Release 1.1
New features
-
Multiquantile regression
Now it's possible to train models with shared tree structure and multiple predicted quantile values in each leaf. Currently this approach doesn't give a strong guarantee for predicted quantile values consistency, but it still provides more consistency than training multiple independent models for each quantile. You can read short description in the documentation. Short example for Python:
loss_function='MultiQuantile:alpha=0.2,0.4'
. Supported only on CPU for now. -
Support text and embedding features for regression and ranking.
-
Spark: Read/write Spark's Dataset-like API for Pool. #2030
-
Support HashedCateg column type.
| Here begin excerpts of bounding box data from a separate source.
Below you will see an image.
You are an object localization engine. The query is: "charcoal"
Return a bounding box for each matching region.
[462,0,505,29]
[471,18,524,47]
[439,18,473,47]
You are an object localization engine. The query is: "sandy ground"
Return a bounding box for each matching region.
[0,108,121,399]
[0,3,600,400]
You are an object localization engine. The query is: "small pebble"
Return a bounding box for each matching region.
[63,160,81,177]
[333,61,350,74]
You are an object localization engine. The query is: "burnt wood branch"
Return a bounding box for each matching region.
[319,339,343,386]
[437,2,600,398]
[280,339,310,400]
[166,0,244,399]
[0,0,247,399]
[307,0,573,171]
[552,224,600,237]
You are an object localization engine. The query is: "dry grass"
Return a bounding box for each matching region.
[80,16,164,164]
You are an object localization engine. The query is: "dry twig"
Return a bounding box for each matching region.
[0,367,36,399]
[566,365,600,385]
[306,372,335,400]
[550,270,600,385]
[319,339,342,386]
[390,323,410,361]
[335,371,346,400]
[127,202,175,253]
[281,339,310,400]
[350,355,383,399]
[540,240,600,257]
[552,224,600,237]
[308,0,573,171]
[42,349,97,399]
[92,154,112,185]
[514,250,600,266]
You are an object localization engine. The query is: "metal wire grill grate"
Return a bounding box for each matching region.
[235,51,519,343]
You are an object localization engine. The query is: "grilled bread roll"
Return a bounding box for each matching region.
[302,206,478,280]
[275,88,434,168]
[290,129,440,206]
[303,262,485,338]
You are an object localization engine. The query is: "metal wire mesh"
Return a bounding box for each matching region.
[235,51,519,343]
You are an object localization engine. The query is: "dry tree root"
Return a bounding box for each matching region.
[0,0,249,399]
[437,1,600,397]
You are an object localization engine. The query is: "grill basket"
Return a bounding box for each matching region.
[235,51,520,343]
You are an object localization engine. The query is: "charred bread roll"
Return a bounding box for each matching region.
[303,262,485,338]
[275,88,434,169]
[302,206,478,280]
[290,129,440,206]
This allows to use externally prehashed categorical features both in training and prediction.
-
New option
plot_file
in Python functions withplot
parameter allows to save plots to file. #758 -
Add eval_fraction parameter. #1500
-
Non-symmetric trees model summation.
-
init_model
parameter now works with non-symmetric trees. -
Partial support for Apache Spark 3.3 (only for Scala 2.12 and without PySpark).
Speedups
- 2x speedup DCG, nDCG and FilteredDCG metrics calculation for groups with >= 50 objects and with top=-1 (all objects from each group, default value)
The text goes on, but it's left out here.